“I think he had better take one of the heel-shaving machines below,” said Flynn, “and let that big Swede, that's as strong as an ox, and never jumped at anything in his life, take his place here.”

“All right,” said Lloyd, assuming a nonchalant air. “Make the change if you think it advisable, Flynn.”

While such benevolence towards a possible rival had its suspicious points, yet there was, after all, some reason for it. Granville Joy, who was delicately organized as to his nerves, was running a machine for cutting linings, and this came down with sharp thuds which shook the factory, and it was fairly torture to him. Every time the knife fell he cringed as if at a cannon report. He had never grown accustomed to it. His face had acquired a fixed expression of being screwed to meet a shock of sound.
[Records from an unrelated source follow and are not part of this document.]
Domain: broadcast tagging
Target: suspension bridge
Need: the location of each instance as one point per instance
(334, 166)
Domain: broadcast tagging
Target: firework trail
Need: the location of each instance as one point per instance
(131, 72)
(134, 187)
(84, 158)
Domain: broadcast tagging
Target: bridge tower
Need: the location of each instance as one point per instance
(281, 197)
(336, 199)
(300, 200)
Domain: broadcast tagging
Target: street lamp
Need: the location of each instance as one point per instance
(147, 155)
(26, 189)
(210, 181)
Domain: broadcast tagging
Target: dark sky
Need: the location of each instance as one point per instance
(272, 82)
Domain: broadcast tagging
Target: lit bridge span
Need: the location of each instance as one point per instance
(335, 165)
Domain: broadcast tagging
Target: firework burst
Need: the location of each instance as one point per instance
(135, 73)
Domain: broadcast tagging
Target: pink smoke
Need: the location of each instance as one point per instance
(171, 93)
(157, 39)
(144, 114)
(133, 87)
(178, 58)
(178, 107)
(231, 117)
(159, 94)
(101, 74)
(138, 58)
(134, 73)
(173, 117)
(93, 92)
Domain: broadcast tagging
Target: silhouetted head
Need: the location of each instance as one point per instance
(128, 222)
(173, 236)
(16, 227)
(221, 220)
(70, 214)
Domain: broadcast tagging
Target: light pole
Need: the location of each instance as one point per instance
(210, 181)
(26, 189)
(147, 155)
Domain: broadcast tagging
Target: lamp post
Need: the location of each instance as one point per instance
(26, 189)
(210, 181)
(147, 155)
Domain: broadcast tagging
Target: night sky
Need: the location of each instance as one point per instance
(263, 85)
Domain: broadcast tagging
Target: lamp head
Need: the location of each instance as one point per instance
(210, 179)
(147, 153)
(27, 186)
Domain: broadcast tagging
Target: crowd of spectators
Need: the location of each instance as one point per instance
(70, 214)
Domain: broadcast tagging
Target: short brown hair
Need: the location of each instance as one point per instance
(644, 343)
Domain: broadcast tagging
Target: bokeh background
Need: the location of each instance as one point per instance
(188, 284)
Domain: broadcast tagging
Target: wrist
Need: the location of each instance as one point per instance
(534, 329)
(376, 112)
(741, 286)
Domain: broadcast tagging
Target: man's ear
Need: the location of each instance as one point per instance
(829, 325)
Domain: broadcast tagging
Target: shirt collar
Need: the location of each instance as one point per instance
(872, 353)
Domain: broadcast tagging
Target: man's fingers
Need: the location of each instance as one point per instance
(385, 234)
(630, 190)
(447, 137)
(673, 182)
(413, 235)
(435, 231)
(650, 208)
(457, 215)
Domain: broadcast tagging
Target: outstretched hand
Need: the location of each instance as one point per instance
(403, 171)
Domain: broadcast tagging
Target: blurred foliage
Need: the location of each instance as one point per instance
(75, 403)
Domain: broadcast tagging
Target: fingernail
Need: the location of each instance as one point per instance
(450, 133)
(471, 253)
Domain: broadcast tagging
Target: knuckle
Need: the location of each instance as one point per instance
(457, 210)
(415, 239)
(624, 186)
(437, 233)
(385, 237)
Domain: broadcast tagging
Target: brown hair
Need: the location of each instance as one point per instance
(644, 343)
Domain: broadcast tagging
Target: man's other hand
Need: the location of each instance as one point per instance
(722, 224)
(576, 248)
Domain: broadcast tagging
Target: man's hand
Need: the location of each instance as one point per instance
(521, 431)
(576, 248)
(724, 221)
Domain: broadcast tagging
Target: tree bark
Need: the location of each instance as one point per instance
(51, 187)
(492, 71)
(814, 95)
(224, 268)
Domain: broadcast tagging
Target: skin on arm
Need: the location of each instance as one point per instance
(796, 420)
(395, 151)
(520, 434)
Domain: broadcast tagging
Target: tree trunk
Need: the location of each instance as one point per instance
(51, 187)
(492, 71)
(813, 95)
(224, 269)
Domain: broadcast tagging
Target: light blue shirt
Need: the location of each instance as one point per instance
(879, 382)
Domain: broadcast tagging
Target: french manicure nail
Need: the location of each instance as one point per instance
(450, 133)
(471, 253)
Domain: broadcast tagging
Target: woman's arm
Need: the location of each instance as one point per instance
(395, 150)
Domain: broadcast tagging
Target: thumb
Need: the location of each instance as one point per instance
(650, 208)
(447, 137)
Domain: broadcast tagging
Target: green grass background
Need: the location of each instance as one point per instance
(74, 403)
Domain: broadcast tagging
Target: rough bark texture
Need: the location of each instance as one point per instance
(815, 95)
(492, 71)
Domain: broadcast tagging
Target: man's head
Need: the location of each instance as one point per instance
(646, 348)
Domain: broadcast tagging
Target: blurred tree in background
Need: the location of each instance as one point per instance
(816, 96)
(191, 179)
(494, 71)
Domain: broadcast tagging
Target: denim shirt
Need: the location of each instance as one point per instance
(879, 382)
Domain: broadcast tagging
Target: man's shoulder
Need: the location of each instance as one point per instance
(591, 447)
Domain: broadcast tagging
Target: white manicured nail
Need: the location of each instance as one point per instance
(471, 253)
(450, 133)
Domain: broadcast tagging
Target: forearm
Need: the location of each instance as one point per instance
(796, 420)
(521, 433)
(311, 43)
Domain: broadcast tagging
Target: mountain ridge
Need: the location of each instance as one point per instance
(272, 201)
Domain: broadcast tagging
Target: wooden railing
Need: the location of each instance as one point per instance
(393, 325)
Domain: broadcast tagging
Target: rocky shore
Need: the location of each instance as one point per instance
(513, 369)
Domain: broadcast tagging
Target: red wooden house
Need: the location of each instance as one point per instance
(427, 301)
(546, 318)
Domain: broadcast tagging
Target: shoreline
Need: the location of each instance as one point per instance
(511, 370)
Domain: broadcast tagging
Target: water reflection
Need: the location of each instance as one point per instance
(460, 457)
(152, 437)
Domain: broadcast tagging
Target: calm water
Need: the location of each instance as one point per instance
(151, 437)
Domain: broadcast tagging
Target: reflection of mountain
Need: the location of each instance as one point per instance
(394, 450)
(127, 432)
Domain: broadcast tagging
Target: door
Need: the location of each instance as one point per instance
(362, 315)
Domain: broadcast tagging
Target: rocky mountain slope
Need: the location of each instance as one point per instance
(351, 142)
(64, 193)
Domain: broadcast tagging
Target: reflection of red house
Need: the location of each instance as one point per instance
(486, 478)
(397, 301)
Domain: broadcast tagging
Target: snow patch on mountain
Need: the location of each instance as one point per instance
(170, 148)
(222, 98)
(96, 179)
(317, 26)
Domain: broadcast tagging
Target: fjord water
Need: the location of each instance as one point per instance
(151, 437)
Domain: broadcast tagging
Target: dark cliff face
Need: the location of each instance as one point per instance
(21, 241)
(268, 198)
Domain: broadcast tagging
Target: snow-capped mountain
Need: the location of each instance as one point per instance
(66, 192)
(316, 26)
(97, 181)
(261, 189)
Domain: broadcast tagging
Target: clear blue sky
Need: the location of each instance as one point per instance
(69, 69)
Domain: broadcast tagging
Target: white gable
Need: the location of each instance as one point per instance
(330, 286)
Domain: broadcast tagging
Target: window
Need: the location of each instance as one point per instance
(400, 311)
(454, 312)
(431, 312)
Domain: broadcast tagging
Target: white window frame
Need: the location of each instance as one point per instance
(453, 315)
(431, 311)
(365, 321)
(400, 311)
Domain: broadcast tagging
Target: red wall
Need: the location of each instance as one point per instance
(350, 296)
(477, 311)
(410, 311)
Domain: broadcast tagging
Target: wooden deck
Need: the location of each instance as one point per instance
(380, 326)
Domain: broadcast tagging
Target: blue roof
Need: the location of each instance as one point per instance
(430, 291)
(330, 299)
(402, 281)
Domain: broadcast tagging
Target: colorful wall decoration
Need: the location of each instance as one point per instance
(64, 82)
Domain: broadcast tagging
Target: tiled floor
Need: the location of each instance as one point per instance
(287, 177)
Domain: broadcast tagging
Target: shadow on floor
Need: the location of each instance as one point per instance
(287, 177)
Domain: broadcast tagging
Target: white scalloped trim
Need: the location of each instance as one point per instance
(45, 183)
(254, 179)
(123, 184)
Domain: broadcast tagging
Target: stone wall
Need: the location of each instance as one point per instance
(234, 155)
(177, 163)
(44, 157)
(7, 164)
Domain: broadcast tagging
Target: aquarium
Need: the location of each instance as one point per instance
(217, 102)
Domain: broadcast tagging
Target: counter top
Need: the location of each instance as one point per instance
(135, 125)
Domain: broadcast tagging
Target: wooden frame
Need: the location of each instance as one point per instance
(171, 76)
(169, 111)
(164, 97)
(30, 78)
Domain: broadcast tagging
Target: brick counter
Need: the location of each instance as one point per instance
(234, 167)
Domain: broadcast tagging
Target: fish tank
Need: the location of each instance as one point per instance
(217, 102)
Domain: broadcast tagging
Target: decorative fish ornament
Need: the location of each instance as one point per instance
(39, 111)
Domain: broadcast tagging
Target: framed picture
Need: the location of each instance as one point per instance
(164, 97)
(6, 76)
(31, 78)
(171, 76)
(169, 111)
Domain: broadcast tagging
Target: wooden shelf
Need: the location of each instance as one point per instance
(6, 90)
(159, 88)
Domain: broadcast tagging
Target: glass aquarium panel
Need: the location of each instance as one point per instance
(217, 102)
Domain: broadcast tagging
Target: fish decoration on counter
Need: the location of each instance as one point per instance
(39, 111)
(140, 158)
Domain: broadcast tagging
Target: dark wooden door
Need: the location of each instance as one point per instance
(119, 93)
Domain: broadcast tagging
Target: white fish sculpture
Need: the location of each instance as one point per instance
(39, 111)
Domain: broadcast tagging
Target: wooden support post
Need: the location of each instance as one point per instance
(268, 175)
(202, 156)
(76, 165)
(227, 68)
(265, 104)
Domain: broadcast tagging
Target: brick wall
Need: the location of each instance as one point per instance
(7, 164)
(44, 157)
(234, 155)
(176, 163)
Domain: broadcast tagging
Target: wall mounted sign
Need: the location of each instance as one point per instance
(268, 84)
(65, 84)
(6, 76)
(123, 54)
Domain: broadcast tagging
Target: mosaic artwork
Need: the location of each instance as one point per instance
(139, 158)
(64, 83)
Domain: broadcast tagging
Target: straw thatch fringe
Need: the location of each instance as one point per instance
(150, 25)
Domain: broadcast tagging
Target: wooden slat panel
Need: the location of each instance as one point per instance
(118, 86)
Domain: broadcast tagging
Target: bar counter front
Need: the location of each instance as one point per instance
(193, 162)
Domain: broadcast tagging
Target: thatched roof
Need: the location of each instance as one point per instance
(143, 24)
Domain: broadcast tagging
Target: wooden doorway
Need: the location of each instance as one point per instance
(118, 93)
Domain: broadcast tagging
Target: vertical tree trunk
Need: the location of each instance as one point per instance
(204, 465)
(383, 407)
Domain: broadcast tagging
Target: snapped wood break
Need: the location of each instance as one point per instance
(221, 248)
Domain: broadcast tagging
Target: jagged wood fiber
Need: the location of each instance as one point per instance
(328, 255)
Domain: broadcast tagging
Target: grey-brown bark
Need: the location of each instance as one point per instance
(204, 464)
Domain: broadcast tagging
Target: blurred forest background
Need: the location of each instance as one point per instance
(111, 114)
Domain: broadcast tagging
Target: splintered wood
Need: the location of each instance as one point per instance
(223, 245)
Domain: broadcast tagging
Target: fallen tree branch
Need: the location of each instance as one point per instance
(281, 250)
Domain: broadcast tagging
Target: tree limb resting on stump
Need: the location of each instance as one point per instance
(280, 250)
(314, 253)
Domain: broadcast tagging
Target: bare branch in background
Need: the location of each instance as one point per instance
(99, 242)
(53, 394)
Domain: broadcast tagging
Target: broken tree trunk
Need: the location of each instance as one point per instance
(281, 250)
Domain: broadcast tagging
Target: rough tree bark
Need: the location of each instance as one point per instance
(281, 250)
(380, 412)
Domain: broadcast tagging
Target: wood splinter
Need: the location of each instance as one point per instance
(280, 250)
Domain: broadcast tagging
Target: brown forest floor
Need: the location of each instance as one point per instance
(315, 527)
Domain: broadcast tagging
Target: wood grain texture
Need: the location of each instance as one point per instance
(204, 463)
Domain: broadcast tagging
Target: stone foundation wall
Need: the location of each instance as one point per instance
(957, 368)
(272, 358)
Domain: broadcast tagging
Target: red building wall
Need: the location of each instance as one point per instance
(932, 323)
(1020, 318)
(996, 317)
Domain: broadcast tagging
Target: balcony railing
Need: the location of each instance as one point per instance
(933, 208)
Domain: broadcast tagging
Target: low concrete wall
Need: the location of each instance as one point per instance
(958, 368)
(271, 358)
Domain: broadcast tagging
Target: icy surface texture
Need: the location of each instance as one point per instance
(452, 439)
He was manifestly unfit for his job, but he received the order to leave with dismay.

“Hasn't my work been satisfactory?” he asked Flynn.

“Satisfactory enough,” replied the foreman, genially, “but it's too hard for you, man.”

“I 'ain't complained,” said Joy, with a flash of his eyes. He thought he knew why this solicitude was shown him.

“I know you 'ain't,” said Flynn, “but you 'ain't got the muscle and nerve for it. That's plain enough to see.”

“I 'ain't complained, and I'd rather stay where I be,” said Joy, angrily.

“You'll go where you are sent in this factory, or be damned,” cried Flynn, walking off.

Joy looked after him with an expression which transformed his face. But the next morning the stolid Swede, who would not have started at a bomb, was at his place, and he was below, where he could not see Ellen.